Sacyr-led consortium offers to co-finance cost overruns to finish widening the waterway on time

The ongoing dispute between a Spanish-led consortium and the Panamanian authorities over the Panama Canal project's cost overruns could delay the inauguration of the expanded waterway by between three and five years, according to a mediation panel.

Sources at the Dispute Adjudication Board (DAB) said that if the contract between the Panama Canal Authority (PCA) and Grupo Unidos por el Canal (GUPC) to widen the canal is broken it won't open next year as planned. GUPC head Sacyr said it hopes to resolve the dispute over $1.6 billion in cost overruns in the coming weeks.

The DAB said that if the contract is broken the project would not be finished until between 2018 and 2020, instead of 2015, which would already mean a delay of eight months.

The mediator said the cash-flow problem of the consortium is real and not a means to secure extra profits from the work. However, it ruled in favor of the Panamanian authorities with respect to one of the major areas of dispute, which is the cost overruns incurred in building a provisional dam. It said the most cost effective way to finish the project would be for GUPC to continue working on it, and proposed an injection of the required liquidity to avoid delays and more costs.
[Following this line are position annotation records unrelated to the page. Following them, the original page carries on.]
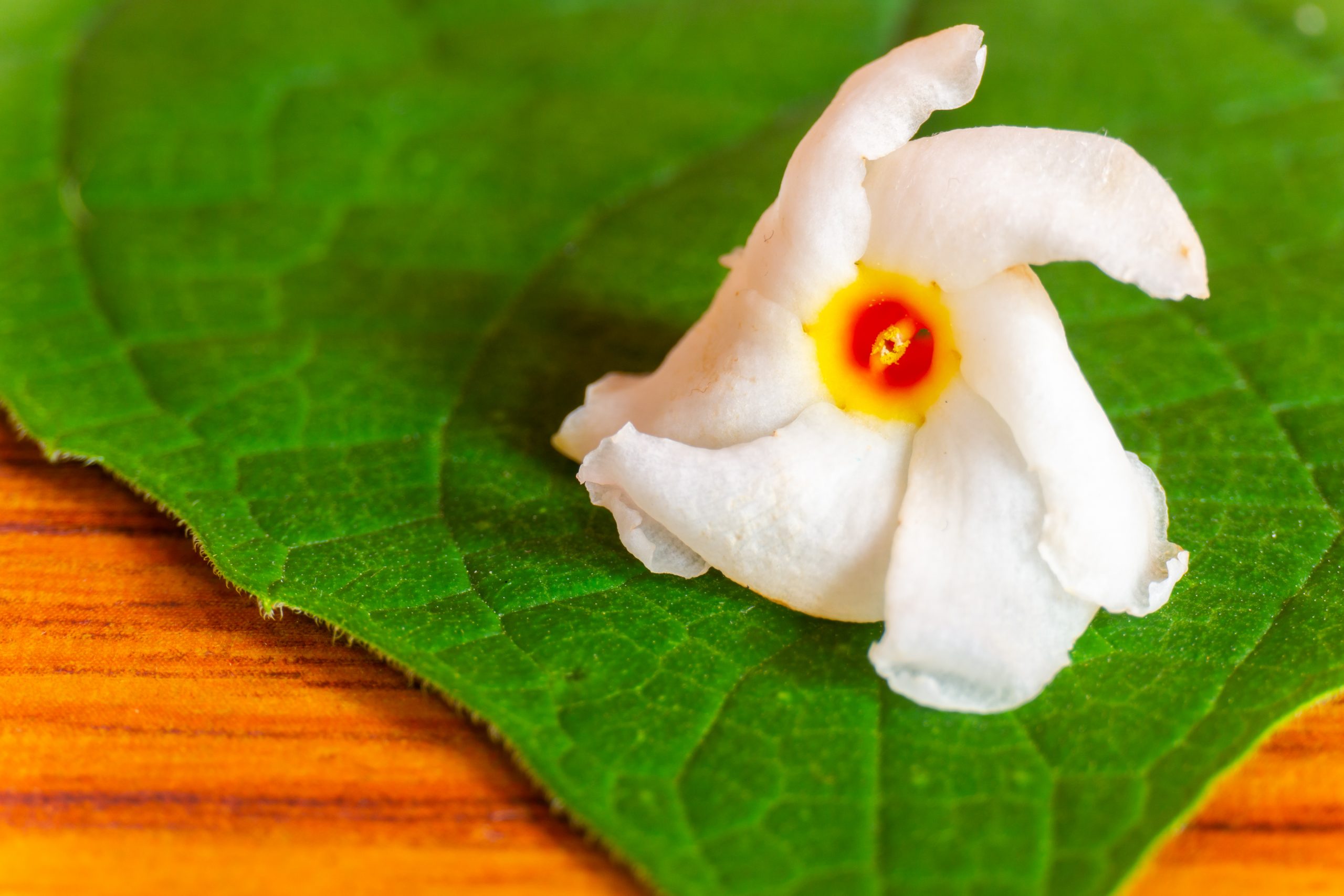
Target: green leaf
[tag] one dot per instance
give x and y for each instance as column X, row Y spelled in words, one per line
column 324, row 277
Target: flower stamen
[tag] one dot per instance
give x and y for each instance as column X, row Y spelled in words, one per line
column 890, row 345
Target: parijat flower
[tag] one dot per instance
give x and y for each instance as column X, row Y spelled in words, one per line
column 879, row 417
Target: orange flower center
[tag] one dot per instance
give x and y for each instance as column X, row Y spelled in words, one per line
column 885, row 345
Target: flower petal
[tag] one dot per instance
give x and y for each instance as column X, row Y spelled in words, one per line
column 1105, row 530
column 803, row 516
column 959, row 207
column 976, row 621
column 742, row 371
column 805, row 245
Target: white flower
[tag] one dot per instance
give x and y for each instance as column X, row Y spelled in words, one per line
column 879, row 417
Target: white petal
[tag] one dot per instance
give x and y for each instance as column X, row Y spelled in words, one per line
column 1105, row 531
column 742, row 371
column 959, row 207
column 803, row 516
column 976, row 621
column 805, row 245
column 646, row 537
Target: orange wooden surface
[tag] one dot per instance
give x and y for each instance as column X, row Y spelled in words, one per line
column 158, row 735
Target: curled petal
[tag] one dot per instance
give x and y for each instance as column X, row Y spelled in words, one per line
column 976, row 621
column 805, row 245
column 745, row 370
column 1105, row 529
column 803, row 516
column 959, row 207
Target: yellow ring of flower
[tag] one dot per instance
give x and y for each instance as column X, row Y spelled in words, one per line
column 855, row 388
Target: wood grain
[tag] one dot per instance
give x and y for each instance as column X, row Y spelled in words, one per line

In a statement released late Monday, GUPC acknowledged that a lack of an agreement on the additional costs would mean the “work would not be finished on time and that there would be a serious delay to the detriment of all parties.”

The consortium said the cost of project, which is 70-percent completed, is more than 100 million dollars per month, but added that nothing technically is preventing it from being finished on time.

GUPC offered to co-finance the additional costs with the PCA. “GUPC (…) is not asking for more profits, only for co-financing until there is a ruling on the costs by international arbitration.” It did not provide a breakdown of how much each of the two parties would put on the table.

The consortium said that the additional funds the PCA would supply are guaranteed by insurers and banks until the mediators decide who should shoulder the burden of the overruns. “There is no debate about the existence of these unforeseen costs; the only thing in question is who should pay for them, the contractor or the client.”

Apart from Sacyr, the other members of the consortium are Italy’s Impregilo, Jan de Nul of Belgium and the Panamanian company Constructora Urbana (CUSA).

Brussels’ mediation

THE PCA had rejected an offer by the European Commission to intervene in the conflict, arguing that the solution “should be found within the mechanisms indicated in the contract that had been signed.”

Spanish Foreign Minister José Manuel García-Margallo said Monday that the Commission’s offer to mediate between the two parties had been misunderstood. “What the Commission is proposing is to find a formula, a financial solution, in order for the companies (in the consortium) to resolve the liquidity problem in which they are immersed and so that the work can continue at the agreed pace.”

One of the insurers of the project, Zurich, tried to find a solution to the conflict in December. It subsequently got in touch again with the administrator of the PCA, Jorge Quijano, to underscore its belief that there are ways within the terms of contract for the PCA to fund the remaining work.

Zurich will have to cover the guarantee of the additional funds the PCA would require to finish the project in the case of the contract with GUPC being broken. Zurich said it is too early to raise the issue of this guarantee being paid.